The editor of Downcodes learned that Peking University and other scientific research teams have released LLaVA-o1, a landmark multi-modal open source model. The model surpassed competitors such as Gemini, GPT-4o-mini and Llama in multiple benchmark tests, and its "slow thinking" reasoning mechanism allowed it to perform more complex reasoning, comparable to GPT-o1. The open source of LLaVA-o1 will bring new vitality to the research and application in the field of multi-modal AI.
Recently, Peking University and other scientific research teams announced the release of a multi-modal open source model called LLaVA-o1, which is said to be the first visual language model capable of spontaneous and systematic reasoning, comparable to GPT-o1.
The model performs well on six challenging multi-modal benchmarks, with its 11B-parameter version outperforming other competitors such as Gemini-1.5-pro, GPT-4o-mini and Llama-3.2-90B-Vision- Instruct.
LLaVA-o1 is based on the Llama-3.2-Vision model and adopts a "slow thinking" reasoning mechanism, which can independently conduct more complex reasoning processes, surpassing the traditional thinking chain prompt method.
On the multi-modal inference benchmark, LLaVA-o1 outperformed its base model by 8.9%. The model is unique in that its reasoning process is divided into four stages: summary, visual explanation, logical reasoning and conclusion generation. In traditional models, the reasoning process is often relatively simple and can easily lead to wrong answers, while LLaVA-o1 ensures more accurate output through structured multi-step reasoning.

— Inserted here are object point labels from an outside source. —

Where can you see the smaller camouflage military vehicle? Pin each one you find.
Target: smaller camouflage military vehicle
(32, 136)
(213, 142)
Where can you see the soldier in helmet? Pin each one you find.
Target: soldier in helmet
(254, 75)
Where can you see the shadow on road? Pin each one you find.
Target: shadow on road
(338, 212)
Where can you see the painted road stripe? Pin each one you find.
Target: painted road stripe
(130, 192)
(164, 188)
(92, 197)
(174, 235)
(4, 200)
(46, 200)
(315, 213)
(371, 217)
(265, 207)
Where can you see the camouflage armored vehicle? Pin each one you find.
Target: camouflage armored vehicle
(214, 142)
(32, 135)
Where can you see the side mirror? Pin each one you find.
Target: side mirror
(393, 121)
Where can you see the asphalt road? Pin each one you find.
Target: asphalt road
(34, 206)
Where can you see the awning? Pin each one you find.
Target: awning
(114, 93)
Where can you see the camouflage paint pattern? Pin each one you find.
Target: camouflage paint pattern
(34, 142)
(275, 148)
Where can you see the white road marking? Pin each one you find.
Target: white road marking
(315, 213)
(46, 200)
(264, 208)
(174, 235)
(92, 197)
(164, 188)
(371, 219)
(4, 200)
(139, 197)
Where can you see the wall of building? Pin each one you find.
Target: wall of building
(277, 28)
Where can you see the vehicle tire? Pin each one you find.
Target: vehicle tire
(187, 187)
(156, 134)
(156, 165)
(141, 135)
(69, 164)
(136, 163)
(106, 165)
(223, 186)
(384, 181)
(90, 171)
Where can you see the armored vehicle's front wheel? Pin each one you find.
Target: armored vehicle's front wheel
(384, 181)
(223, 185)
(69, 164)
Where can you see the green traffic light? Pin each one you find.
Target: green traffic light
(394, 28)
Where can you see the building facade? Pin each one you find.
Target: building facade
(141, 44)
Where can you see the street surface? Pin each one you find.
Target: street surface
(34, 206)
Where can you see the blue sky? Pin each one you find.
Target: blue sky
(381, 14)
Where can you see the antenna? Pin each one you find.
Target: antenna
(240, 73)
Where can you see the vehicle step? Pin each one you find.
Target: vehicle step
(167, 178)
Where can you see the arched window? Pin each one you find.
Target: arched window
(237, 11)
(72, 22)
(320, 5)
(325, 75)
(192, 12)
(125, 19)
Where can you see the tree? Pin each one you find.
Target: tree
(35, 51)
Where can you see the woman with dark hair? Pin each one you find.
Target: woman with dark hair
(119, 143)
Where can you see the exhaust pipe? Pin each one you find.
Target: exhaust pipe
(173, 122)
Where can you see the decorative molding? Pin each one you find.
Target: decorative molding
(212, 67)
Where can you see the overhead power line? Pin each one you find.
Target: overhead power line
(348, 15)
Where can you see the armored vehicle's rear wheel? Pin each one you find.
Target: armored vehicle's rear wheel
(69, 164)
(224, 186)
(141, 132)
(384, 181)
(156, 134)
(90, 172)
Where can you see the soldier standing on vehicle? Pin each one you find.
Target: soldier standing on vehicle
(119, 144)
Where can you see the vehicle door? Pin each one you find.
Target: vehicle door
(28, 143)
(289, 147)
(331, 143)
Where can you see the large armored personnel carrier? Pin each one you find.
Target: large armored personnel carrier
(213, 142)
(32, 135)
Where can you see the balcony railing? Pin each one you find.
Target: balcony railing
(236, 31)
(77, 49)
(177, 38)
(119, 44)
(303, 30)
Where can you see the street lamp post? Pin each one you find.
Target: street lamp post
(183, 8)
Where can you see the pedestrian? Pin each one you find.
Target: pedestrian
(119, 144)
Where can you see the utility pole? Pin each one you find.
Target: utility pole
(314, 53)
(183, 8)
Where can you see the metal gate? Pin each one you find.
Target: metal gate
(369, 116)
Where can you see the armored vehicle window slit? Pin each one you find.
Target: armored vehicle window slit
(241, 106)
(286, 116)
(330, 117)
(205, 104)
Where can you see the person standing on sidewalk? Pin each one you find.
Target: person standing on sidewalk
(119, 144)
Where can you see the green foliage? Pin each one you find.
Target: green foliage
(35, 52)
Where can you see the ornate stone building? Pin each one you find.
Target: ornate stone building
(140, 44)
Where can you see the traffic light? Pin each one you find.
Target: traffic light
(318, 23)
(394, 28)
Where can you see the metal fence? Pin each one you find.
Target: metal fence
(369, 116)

For example, when solving the problem "How many objects are left after subtracting all the small bright balls and purple objects?", LLaVA-o1 will first summarize the problem, then extract information from the image, then perform step-by-step reasoning, and finally give Answer. This staged approach improves the model's systematic reasoning capabilities, making it more efficient in handling complex problems.
It is worth mentioning that LLaVA-o1 introduces a stage-level beam search method in the inference process. This approach allows the model to generate multiple candidate answers at each inference stage and select the best answer to proceed to the next stage of inference, thereby significantly improving the overall inference quality. With supervised fine-tuning and reasonable training data, LLaVA-o1 performs well in comparisons with larger or closed-source models.

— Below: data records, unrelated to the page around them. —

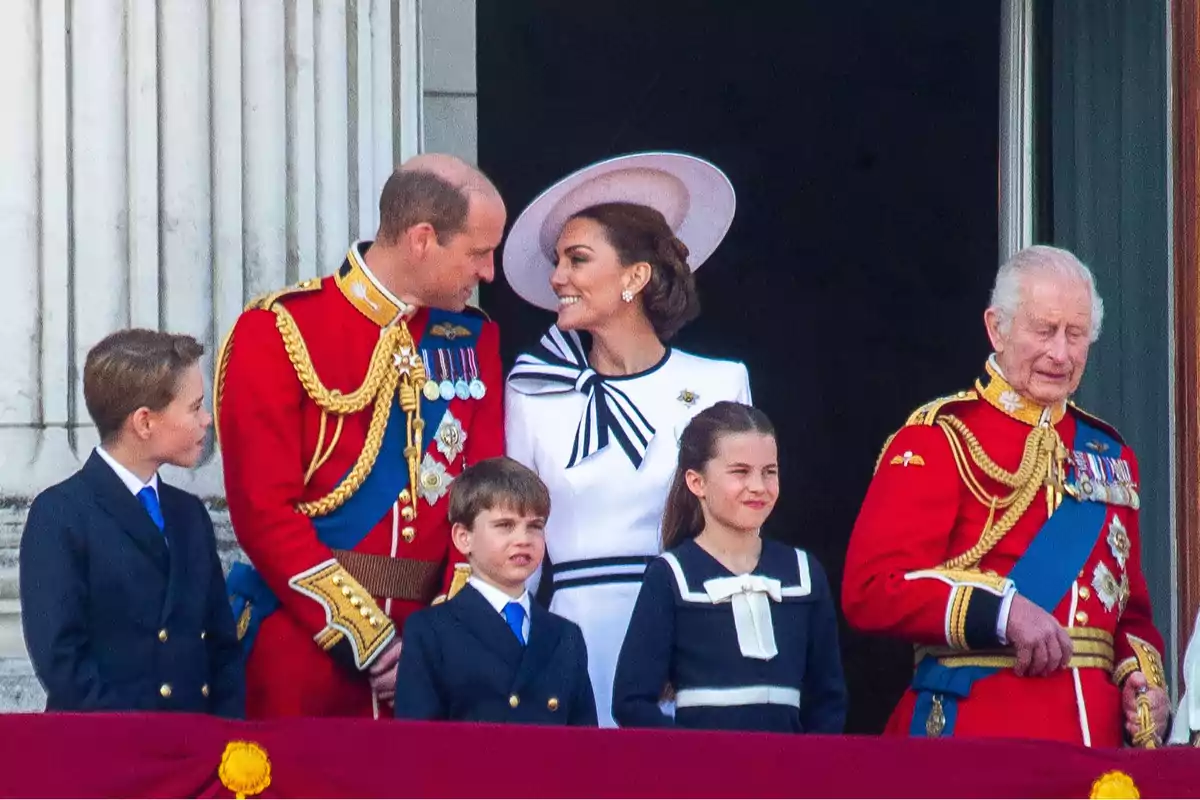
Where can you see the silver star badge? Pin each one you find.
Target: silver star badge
(1108, 590)
(435, 480)
(450, 437)
(1119, 541)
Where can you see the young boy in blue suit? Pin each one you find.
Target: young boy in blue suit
(489, 654)
(121, 593)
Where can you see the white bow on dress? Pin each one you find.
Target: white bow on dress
(750, 596)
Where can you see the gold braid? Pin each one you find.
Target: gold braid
(1041, 465)
(222, 366)
(334, 401)
(367, 456)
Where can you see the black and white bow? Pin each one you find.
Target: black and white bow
(558, 365)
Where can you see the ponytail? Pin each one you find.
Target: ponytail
(683, 517)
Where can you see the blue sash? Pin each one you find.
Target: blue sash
(349, 523)
(1043, 575)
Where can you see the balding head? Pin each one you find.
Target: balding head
(433, 188)
(453, 170)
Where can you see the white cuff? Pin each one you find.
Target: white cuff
(1006, 606)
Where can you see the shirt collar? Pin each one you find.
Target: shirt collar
(498, 599)
(1001, 395)
(132, 482)
(366, 293)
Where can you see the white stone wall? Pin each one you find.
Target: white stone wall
(162, 162)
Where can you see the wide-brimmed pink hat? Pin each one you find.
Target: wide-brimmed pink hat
(695, 197)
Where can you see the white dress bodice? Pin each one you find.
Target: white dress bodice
(604, 506)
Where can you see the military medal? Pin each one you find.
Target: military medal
(477, 386)
(460, 386)
(431, 389)
(447, 385)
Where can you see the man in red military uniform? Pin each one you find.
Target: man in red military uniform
(1000, 536)
(345, 408)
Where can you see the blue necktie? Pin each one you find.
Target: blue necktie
(149, 499)
(514, 613)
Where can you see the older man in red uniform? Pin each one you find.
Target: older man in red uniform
(346, 407)
(1000, 536)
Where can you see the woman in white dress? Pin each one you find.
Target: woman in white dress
(598, 407)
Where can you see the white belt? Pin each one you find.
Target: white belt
(738, 696)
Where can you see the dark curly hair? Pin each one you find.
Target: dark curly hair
(640, 233)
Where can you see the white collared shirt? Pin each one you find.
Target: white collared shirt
(132, 482)
(497, 599)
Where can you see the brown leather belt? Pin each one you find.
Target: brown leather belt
(393, 577)
(1092, 647)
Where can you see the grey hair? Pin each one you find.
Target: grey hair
(1041, 259)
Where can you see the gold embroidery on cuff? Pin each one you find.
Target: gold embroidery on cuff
(960, 600)
(1150, 662)
(349, 611)
(1123, 669)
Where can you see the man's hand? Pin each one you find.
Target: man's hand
(383, 672)
(1042, 644)
(1159, 707)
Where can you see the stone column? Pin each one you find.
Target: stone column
(165, 161)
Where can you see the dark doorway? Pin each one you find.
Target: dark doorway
(862, 139)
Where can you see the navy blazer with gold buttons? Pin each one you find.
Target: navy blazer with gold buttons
(119, 615)
(461, 661)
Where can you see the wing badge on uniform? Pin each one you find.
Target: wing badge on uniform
(448, 331)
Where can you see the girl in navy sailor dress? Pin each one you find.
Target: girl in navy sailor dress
(742, 629)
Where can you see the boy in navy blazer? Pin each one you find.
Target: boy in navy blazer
(121, 593)
(489, 654)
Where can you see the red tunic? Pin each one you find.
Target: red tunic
(270, 427)
(919, 512)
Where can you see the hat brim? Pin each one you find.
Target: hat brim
(695, 197)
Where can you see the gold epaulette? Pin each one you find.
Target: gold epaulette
(265, 300)
(928, 413)
(1097, 421)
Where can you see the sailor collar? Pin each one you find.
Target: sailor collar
(1001, 395)
(366, 293)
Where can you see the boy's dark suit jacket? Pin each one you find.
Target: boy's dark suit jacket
(115, 620)
(460, 661)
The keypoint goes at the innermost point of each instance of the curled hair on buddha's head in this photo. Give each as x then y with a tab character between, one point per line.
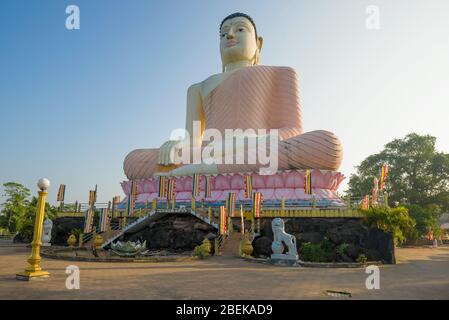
239	14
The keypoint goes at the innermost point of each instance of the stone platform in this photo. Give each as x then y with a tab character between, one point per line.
289	183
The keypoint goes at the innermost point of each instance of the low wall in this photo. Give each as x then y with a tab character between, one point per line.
375	244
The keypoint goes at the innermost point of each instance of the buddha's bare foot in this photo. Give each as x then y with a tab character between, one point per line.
190	169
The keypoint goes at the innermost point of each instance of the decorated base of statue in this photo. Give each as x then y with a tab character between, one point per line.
30	274
288	184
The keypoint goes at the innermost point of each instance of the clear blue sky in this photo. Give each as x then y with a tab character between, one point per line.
74	103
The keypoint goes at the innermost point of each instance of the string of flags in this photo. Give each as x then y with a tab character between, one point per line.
375	190
231	204
383	176
257	203
207	187
248	180
365	202
162	187
132	199
115	202
308	182
88	220
171	188
61	193
196	185
222	220
104	220
93	196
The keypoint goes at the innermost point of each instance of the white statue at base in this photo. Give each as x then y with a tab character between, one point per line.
280	237
46	232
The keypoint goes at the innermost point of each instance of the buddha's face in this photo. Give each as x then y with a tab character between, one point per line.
238	40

The research results of the Peking University team not only promote the development of multi-modal AI, but also provide new ideas and methods for future visual language understanding models. The team stated that the code, pre-training weights and data sets of LLaVA-o1 will be fully open source, and they look forward to more researchers and developers jointly exploring and applying this innovative model.

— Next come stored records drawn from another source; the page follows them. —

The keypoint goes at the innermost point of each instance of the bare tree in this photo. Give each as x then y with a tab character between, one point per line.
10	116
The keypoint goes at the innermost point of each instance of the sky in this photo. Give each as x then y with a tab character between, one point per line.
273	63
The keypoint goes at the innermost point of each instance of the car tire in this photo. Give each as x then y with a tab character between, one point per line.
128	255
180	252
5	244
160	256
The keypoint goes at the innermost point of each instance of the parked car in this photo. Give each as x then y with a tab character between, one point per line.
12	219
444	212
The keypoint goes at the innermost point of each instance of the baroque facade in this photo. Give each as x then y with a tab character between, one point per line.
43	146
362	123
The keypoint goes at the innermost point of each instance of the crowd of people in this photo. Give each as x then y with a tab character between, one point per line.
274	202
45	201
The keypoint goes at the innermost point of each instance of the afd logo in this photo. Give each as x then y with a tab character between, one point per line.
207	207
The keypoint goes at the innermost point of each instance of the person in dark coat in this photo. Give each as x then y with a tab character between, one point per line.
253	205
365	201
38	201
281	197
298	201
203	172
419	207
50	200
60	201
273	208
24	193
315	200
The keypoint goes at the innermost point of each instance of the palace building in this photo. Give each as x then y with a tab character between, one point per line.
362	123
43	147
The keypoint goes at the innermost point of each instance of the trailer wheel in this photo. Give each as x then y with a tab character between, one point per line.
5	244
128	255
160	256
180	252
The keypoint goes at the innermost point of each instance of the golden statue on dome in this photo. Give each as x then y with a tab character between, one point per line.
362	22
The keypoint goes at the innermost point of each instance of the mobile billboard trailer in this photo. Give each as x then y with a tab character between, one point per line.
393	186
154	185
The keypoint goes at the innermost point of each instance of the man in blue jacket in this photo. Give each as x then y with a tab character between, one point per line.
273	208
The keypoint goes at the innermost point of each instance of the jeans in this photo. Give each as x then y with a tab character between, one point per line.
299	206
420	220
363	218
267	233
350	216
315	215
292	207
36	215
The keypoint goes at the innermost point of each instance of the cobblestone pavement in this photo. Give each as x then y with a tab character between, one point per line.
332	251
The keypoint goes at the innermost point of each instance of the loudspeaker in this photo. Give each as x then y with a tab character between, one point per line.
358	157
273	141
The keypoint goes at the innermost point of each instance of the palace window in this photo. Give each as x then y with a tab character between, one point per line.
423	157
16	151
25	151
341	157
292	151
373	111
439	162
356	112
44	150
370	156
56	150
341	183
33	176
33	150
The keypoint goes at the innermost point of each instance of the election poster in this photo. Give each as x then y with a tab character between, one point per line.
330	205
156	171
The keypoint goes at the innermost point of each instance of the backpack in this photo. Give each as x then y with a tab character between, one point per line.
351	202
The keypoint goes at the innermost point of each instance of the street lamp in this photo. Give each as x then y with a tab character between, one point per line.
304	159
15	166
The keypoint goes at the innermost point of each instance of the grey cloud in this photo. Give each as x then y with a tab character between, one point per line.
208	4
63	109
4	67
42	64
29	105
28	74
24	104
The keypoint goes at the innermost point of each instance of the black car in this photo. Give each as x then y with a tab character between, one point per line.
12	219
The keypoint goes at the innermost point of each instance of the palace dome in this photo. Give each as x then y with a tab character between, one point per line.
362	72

Paper: https://arxiv.org/abs/2411.10440
GitHub:https://github.com/PKU-YuanGroup/LLaVA-o1
The open source of LLaVA-o1 will undoubtedly promote technological development and application innovation in the field of multi-modal AI. Its efficient inference mechanism and excellent performance make it an important reference for future visual language model research and is worthy of attention and anticipation. We look forward to more developers participating and jointly promoting the progress of artificial intelligence technology.